Time's essence is critical in a crisis: each passing moment matters.

In a crisis, seconds matter immensely.

In an informative article, Dana Wondra, a consultant and project manager at GOLT Coaching, discusses the new reporting obligations for serious IT incidents imposed by the Digital Operational Resilience Act (DORA) on financial entities and their IT service providers.

Under DORA, financial institutions must establish robust IT incident management and immediate, tiered reporting procedures. This is part of a broader mandate to improve operational resilience and digital security in the EU financial sector.

According to DORA, companies must classify a serious IT incident within 24 hours. An initial report for a classified IT incident must be submitted to the supervisory authority within four hours. This immediate notification is crucial for incidents that impact services, have significant operational impact, or involve security breaches that may affect service continuity or customer interests.

The regulation distinguishes the urgency and detail of reporting according to the severity and impact of the incident.
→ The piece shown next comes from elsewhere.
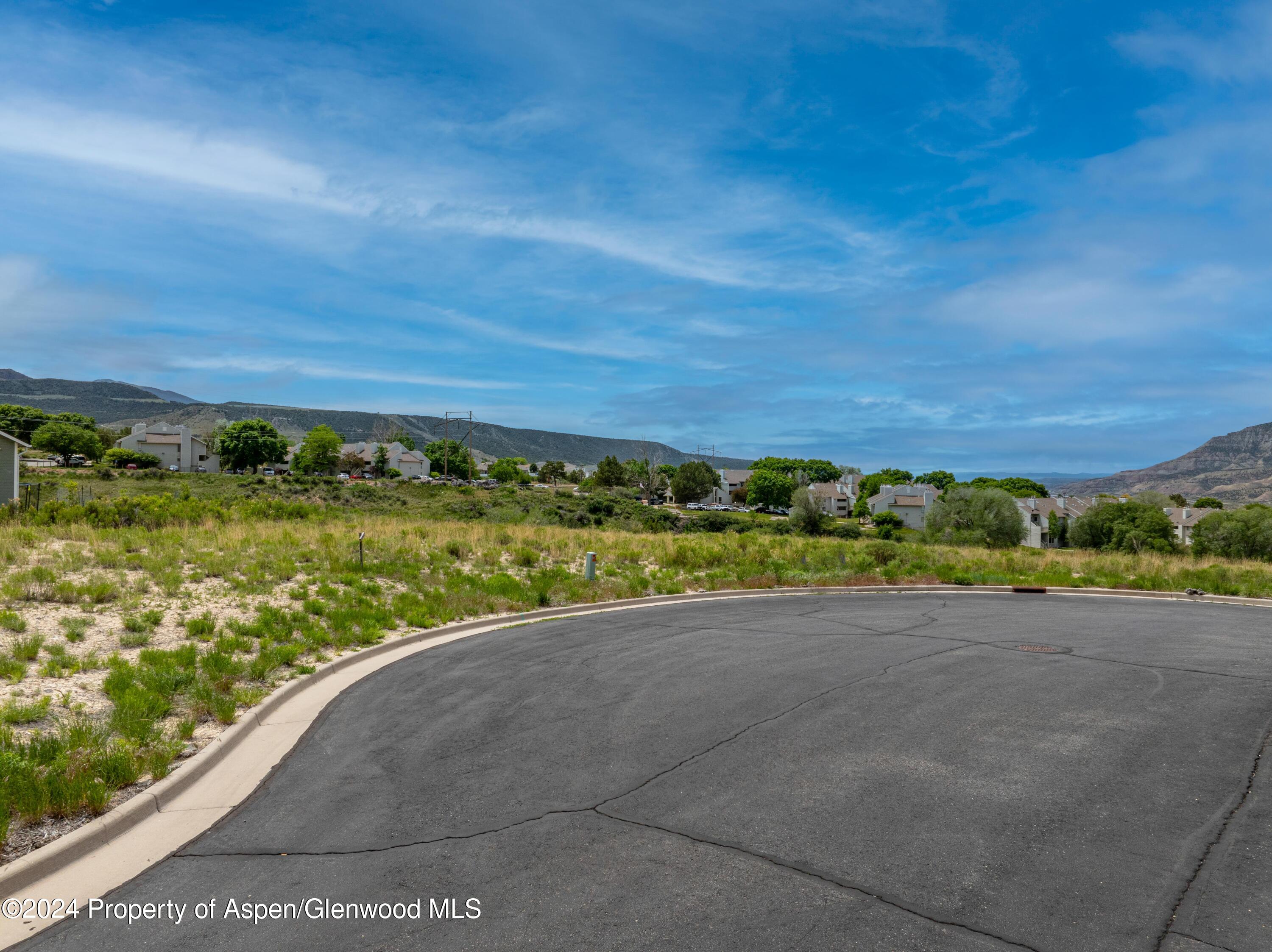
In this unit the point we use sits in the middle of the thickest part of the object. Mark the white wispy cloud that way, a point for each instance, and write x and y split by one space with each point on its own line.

Major ICT-related incidents and significant cyber threats require faster and more comprehensive notifications to the authorities. Every major ICT-related incident must be reported individually; entities are not permitted to submit combined or aggregated reports covering multiple incidents.

Interim and final reports are also required, each with specific contents, fixed deadlines, and standardized formats. These reports aim to ensure that serious digital disruptions are communicated to regulatory authorities without delay, with a strong emphasis on individual incident transparency and customer notification.

Josefine Spengler, in her discussions on common mistakes in IT incident handling in practice, emphasizes the importance of interdisciplinary incident response teams and the use of scenarios, checklists, and exercises to prepare effectively for IT incidents. DORA also demands clear internal processes and coordinated responsibilities in companies to ensure efficient incident management.

Even if external service providers are affected, the responsibility for reporting lies with the companies themselves. This underscores the need for legally secure contracts with IT partners.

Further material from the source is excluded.